22.04.2020

Transline unterstützt bei aktuellen gesundheitlichen und wirtschaftlichen Herausforderungen:

Mit Aktionen wie translate4#maskeauf – Übersetzungsleistungen für Impfstoffe, Medikamentenstudien und Medizintechnik – und einem speziellen Preisangebot, das Onlineshop-Betreiber auf internationalen Märkten hilft.
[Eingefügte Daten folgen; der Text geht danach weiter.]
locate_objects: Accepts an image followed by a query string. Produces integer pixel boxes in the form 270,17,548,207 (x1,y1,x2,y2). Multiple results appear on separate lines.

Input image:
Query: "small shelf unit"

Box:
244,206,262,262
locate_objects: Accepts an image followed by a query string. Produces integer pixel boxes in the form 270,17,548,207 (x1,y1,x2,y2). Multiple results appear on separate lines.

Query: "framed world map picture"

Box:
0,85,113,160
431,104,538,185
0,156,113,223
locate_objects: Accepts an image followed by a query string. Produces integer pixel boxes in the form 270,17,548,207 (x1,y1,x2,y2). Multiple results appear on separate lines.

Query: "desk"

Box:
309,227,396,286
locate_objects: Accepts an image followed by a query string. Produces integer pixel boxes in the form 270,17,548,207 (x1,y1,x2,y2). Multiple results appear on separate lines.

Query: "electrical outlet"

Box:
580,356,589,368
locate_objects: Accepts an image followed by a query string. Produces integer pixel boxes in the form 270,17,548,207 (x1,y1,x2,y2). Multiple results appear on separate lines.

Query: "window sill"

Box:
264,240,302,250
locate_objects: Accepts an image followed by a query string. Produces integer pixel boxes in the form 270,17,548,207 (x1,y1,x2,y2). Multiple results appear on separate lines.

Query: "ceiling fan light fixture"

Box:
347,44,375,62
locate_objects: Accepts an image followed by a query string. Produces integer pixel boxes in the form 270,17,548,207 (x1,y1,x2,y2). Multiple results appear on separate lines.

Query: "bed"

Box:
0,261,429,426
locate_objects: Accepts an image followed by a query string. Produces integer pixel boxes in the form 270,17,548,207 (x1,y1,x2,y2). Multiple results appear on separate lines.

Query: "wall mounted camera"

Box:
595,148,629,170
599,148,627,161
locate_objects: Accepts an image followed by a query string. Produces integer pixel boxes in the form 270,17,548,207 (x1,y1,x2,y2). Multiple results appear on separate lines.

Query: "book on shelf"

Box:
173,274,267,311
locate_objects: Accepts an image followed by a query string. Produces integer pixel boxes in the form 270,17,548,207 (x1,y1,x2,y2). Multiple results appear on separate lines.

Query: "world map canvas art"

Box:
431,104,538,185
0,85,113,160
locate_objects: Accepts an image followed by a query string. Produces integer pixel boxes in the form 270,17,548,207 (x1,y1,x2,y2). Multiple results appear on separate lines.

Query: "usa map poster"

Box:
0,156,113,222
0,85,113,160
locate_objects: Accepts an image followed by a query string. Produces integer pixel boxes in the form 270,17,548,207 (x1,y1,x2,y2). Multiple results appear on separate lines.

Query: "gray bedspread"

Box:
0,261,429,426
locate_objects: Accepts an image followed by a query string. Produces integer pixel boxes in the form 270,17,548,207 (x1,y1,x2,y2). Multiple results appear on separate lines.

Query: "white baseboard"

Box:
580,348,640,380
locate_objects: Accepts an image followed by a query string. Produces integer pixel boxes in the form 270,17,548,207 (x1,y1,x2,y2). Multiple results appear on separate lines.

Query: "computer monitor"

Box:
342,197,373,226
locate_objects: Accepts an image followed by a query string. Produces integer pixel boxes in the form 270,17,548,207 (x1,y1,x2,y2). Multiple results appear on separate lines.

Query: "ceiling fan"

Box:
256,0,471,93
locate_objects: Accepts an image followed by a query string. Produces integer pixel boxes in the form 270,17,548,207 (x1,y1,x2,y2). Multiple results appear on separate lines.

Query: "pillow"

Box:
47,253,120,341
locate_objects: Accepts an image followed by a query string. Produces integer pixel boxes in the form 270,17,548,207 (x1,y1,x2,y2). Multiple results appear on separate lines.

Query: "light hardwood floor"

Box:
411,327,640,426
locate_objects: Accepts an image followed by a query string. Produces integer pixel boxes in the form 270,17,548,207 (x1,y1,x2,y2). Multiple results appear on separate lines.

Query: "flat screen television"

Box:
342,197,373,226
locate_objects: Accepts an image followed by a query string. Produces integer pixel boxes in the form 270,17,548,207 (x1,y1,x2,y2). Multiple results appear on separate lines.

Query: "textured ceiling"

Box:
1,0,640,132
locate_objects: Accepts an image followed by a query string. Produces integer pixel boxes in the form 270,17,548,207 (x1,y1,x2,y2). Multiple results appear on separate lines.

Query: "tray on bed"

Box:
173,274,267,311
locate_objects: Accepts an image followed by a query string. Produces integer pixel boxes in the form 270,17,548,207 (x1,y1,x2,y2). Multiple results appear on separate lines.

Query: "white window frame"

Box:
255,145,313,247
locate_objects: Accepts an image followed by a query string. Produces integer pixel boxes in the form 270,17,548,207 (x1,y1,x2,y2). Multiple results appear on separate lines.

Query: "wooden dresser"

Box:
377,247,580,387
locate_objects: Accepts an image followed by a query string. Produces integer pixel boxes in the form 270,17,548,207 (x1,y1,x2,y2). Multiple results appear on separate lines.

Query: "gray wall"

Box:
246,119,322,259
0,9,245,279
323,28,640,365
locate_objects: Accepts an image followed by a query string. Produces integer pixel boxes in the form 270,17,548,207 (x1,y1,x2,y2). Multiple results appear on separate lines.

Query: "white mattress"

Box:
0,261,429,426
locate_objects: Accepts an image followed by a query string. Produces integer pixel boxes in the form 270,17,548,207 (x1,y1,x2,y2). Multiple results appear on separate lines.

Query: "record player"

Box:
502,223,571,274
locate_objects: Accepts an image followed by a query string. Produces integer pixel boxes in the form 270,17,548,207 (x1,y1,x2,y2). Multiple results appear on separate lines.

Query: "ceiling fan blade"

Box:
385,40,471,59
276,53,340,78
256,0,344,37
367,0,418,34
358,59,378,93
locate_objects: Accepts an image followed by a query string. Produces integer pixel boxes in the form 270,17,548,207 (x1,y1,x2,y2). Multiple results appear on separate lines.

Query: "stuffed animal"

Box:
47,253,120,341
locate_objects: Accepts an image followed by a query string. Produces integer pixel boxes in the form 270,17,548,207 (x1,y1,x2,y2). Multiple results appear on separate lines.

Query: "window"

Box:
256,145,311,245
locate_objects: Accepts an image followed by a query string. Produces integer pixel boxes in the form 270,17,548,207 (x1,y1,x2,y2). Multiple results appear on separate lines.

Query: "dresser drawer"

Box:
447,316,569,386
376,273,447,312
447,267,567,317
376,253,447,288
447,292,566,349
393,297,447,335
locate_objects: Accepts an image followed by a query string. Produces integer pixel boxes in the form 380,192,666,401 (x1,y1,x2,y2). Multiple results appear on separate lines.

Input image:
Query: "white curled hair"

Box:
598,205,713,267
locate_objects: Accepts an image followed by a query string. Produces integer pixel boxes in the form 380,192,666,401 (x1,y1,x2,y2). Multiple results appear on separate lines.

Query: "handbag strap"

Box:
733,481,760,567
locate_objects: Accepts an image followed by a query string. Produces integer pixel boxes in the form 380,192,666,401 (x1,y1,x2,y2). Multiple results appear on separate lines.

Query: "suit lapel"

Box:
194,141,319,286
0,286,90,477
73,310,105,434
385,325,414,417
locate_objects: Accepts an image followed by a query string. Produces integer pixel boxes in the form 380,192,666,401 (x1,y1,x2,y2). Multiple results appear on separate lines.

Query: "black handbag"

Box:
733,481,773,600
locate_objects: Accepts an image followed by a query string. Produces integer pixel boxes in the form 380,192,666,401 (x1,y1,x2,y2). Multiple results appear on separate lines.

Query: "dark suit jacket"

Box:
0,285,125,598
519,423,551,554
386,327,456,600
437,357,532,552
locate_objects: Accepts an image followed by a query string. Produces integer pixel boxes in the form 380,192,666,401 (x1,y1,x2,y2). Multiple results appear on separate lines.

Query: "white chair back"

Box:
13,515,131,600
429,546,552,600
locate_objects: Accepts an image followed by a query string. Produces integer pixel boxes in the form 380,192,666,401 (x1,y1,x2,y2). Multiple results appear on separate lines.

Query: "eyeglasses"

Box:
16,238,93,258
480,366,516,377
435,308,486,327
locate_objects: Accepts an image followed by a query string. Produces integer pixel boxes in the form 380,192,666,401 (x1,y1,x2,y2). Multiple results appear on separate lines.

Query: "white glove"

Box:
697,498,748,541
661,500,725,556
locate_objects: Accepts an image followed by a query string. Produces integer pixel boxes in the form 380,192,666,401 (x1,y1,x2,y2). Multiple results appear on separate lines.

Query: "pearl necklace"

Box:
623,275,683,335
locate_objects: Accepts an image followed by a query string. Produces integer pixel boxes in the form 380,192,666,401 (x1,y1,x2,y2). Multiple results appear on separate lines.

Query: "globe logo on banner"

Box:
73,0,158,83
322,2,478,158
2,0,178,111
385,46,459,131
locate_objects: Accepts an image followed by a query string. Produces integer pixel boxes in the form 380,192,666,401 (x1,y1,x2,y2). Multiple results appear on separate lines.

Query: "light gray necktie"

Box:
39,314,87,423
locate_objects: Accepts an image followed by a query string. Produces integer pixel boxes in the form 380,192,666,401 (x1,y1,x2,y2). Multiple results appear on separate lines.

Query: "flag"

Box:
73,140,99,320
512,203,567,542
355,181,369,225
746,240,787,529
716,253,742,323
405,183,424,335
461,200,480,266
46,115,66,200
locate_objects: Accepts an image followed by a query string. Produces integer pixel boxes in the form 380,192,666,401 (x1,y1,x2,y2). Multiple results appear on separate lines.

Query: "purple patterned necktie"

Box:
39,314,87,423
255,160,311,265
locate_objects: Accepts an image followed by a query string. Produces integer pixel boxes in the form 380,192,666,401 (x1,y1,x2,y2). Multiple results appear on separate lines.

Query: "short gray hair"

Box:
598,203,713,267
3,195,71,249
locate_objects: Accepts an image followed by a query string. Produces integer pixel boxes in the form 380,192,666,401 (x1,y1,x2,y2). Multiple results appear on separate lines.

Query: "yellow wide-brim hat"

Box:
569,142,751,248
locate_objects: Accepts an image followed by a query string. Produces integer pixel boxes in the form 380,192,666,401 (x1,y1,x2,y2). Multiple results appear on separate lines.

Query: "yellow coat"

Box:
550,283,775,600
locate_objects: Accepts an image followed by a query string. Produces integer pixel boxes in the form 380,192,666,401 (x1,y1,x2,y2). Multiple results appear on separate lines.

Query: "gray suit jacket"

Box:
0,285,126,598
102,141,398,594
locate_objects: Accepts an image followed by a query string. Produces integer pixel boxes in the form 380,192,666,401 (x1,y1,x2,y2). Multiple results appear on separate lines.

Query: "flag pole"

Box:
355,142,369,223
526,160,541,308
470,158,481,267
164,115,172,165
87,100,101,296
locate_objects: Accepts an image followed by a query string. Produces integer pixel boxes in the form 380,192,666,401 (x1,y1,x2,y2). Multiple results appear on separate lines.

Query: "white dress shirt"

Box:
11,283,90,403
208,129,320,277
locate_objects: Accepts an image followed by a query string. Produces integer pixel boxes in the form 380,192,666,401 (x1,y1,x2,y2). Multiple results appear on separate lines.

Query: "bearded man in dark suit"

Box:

Global zusammenstehen ist jetzt wichtiger denn je. Schließlich kennt die Corona-Pandemie keine Grenzen. Doch obwohl die Menschen rein physisch ihre Länder nicht mehr verlassen, rücken wir alle näher zusammen im Wettlauf gegen das Virus – egal wo auf dieser Welt wir leben.

So waren die Reutlinger Sprachprofis auch sofort dabei, als die Initiatoren des Projekts #maskeauf bei Transline anfragten: Mit der Übersetzung der Website www.maskeauf.de soll die Welt zum Tragen eines Mundschutzes mobilisiert und die Ausbreitung des Virus verlangsamt werden. Die Aktion ruft jeden auf mitzumachen.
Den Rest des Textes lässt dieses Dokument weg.